According to a Washington Post article from November 21st, Facebook’s algorithms managed to catch that anti-white and anti-male hate speech is more prevalent on the platform than any other sort.
Interestingly, but also of little surprise, the three writers from the Washington Post piece – Elizabeth Dwoskin, Nitasha Tiku, and Craig Timberg – find this to be a problem because they apparently think anti-white and anti-male sentiments on the platform should largely be ignored.
After a long diatribe about how there are posts and/or comments on Facebook that were racist or expressed bigotry toward minorities and those hosting non-heterosexual proclivities, the Washington Post article noted that there was a problem – because most of the hate speech caught by Facebook’s algorithms caught anti-white or anti-male hate speech.
“Yet racist posts against minorities weren’t what Facebook’s own hate speech detection algorithms were most commonly finding. The software, which the company introduced in 2015, was supposed to detect and automatically delete hate speech before users saw it. Publicly, the company said in 2019 that its algorithms proactively caught more than 80 percent of hate speech.

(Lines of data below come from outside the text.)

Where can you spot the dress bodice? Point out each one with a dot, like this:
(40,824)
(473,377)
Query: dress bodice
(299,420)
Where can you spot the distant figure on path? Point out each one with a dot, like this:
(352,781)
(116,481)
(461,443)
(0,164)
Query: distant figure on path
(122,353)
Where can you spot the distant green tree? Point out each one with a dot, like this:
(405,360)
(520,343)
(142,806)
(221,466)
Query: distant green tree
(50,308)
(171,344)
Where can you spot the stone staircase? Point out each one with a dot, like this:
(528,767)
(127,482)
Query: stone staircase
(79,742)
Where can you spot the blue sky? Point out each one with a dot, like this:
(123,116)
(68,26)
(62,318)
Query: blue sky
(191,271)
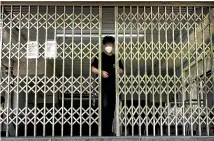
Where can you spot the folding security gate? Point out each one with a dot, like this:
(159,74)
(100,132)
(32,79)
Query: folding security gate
(168,82)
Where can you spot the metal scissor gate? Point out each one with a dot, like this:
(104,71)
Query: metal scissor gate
(167,87)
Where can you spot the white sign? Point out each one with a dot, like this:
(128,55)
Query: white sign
(50,49)
(32,49)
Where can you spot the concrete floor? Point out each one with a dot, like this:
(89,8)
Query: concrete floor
(173,138)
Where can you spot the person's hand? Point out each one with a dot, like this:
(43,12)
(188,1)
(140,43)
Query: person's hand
(120,70)
(105,74)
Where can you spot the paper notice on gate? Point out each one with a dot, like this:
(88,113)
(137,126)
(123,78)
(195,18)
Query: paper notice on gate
(32,49)
(50,49)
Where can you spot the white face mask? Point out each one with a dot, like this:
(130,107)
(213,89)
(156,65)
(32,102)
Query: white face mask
(108,49)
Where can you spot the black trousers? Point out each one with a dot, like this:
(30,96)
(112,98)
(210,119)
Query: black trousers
(108,108)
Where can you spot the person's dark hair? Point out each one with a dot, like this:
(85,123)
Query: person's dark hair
(108,40)
(2,100)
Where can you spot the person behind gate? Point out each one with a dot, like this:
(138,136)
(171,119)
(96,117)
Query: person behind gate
(108,83)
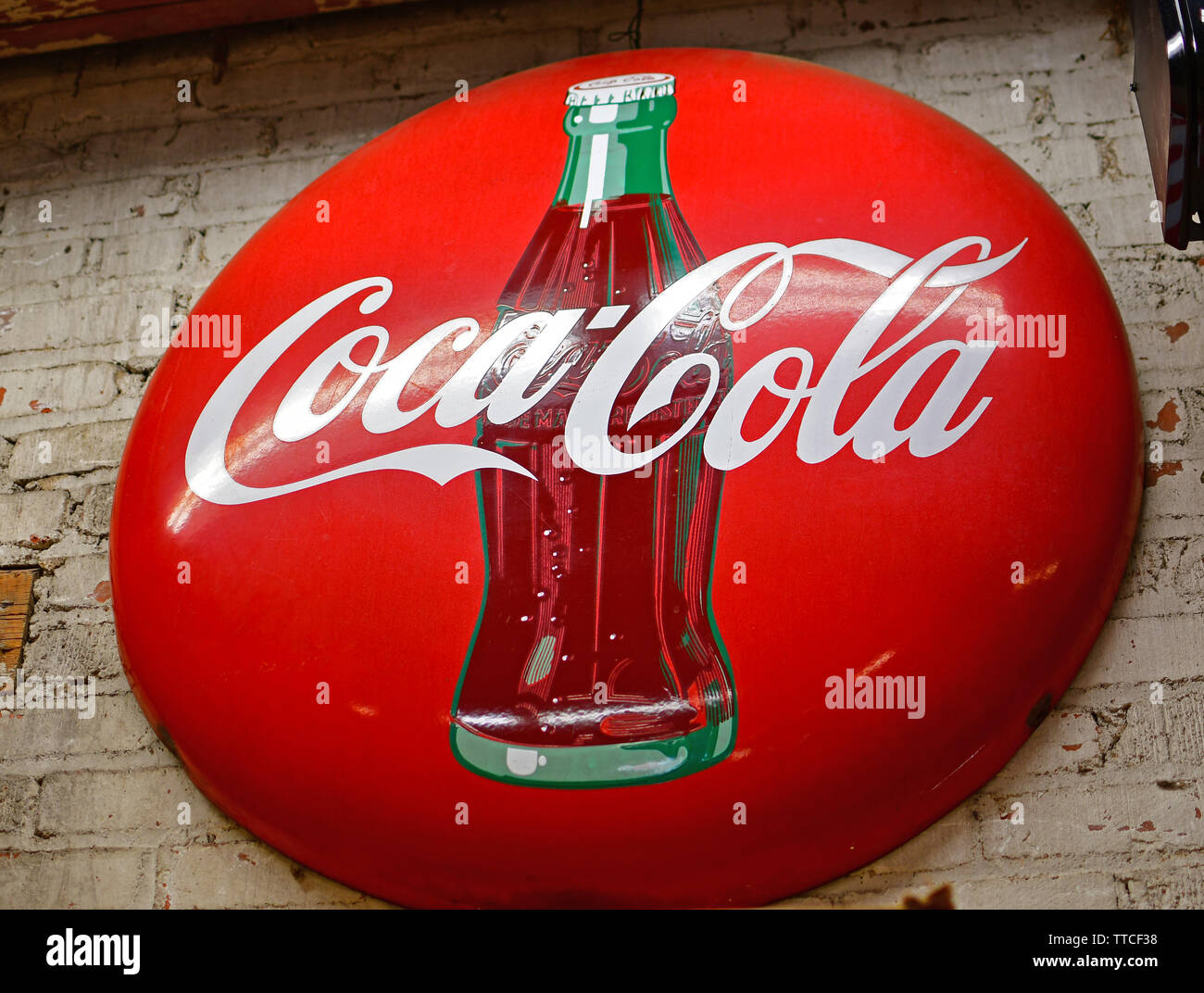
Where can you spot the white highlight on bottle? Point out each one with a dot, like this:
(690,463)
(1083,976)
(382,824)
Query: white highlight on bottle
(595,181)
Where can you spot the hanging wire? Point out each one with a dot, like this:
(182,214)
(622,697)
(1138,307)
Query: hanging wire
(633,31)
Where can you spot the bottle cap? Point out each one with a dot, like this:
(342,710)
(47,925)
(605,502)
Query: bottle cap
(621,89)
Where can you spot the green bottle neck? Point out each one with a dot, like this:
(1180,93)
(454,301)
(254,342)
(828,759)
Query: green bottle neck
(617,149)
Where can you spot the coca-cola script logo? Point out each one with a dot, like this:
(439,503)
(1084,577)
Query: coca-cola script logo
(586,431)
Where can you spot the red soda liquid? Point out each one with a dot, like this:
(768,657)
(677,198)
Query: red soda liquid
(596,626)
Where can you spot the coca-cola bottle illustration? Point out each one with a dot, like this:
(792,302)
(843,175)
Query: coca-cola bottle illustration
(596,660)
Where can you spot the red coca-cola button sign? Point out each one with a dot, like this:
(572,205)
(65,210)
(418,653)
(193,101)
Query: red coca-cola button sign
(658,478)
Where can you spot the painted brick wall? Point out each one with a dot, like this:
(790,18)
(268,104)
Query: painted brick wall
(151,197)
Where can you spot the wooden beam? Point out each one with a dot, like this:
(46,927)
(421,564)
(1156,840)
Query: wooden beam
(29,27)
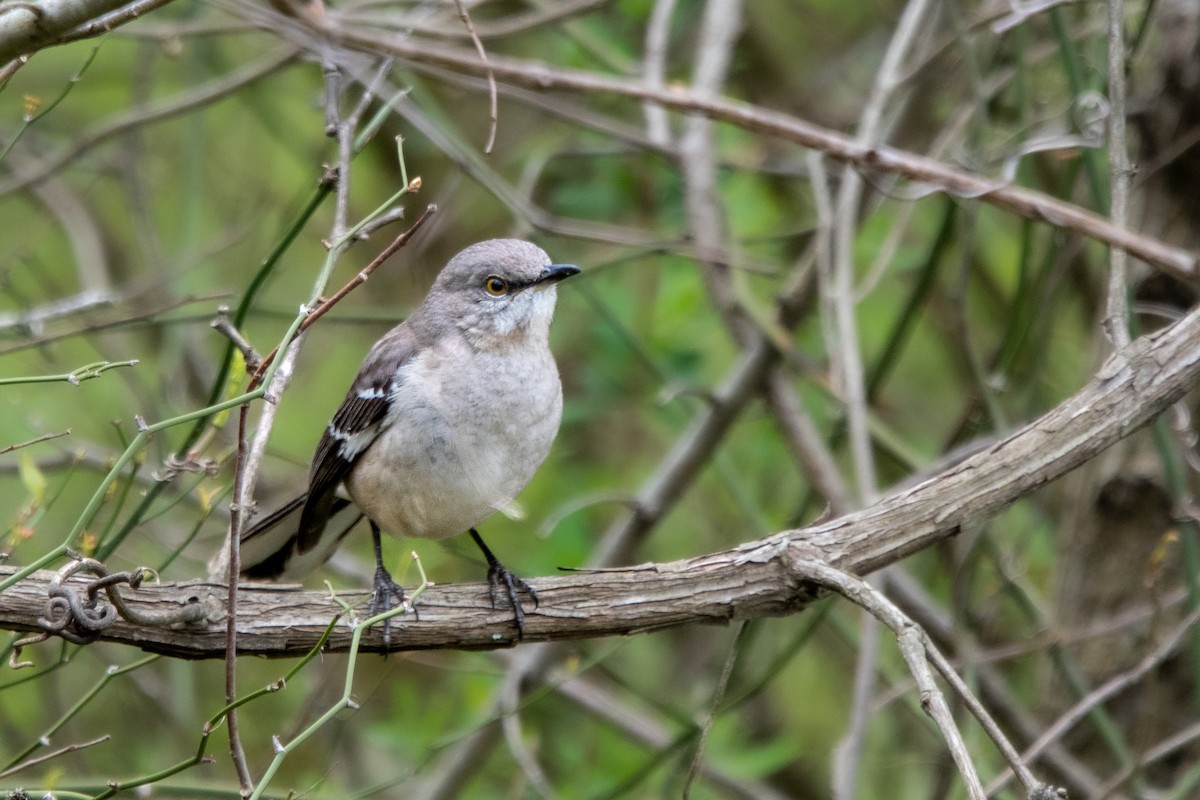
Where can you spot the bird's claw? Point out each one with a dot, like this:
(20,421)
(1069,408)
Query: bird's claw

But this statistic hid a serious problem that was obvious to researchers: The algorithm was aggressively detecting comments denigrating White people more than attacks on every other group, according to several of the documents. One April 2020 document said roughly 90 percent of ‘hate speech’ subject to content takedowns were statements of contempt, inferiority and disgust directed at White people and men, though the time frame is unclear. And it consistently failed to remove the most derogatory, racist content.”
Think about that for a moment – these Washington Post writers find it a “serious problem” that Facebook was finding that comments or posts that expressed “contempt, inferiority, and disgust directed at White people and men” consisted of “roughly 90 percent” of detected “hate speech” and were having action taken against the posts or comments.
But the article gets worse in terms of what the writers put forth – as they called the targeting of anti-white and anti-male posts and comments on Facebook a series of “errors” because the social media company employed a set of “race blind rules”.
“One of the reasons for these errors, the researchers discovered, was that Facebook’s ‘race-blind’ rules of conduct on the platform didn’t distinguish among the targets of hate speech.”
Not only were the folks at the Washington Post upset about the aforementioned “errors”, but they were also perturbed that Facebook wasn’t actively taking steps about posts or comments that had the n-word or c-word (namely because those words are often used in jest or among racially-identifying groups as terms of endearment).
“In addition, the company had decided not to allow the algorithms to automatically delete many slurs, according to the people, on the grounds that the algorithms couldn’t easily tell the difference when a slur such as the n-word and the c-word was used positively or colloquially within a community.”
Also, this ragtag group of Washington Post writers feel as though that Facebook was wrong for addressing posts on the platform such as “men are pigs” – likening the expression that broad-brushes an entire gender as being “less harmful”.
“The algorithms were also over-indexing on detecting less harmful content that occurred more frequently, such as “men are pigs,” rather than finding less common but more harmful content.”
Make no mistake, these folks at the Washington Post, specifically Elizabeth Dwoskin, Nitasha Tiku, and Craig Timberg, want to revel in a world (and obviously online platforms) where it is perfectly fine to denigrate white men for either their race or gender while having their sensitivities regarding their own race and gender catered to and protected from insults.
They want to wield the proverbial sword with impunity that they simultaneously cry about is being used to cudgel them – and they spell it out in black-and-white. Frankly, those are concerning sentiments.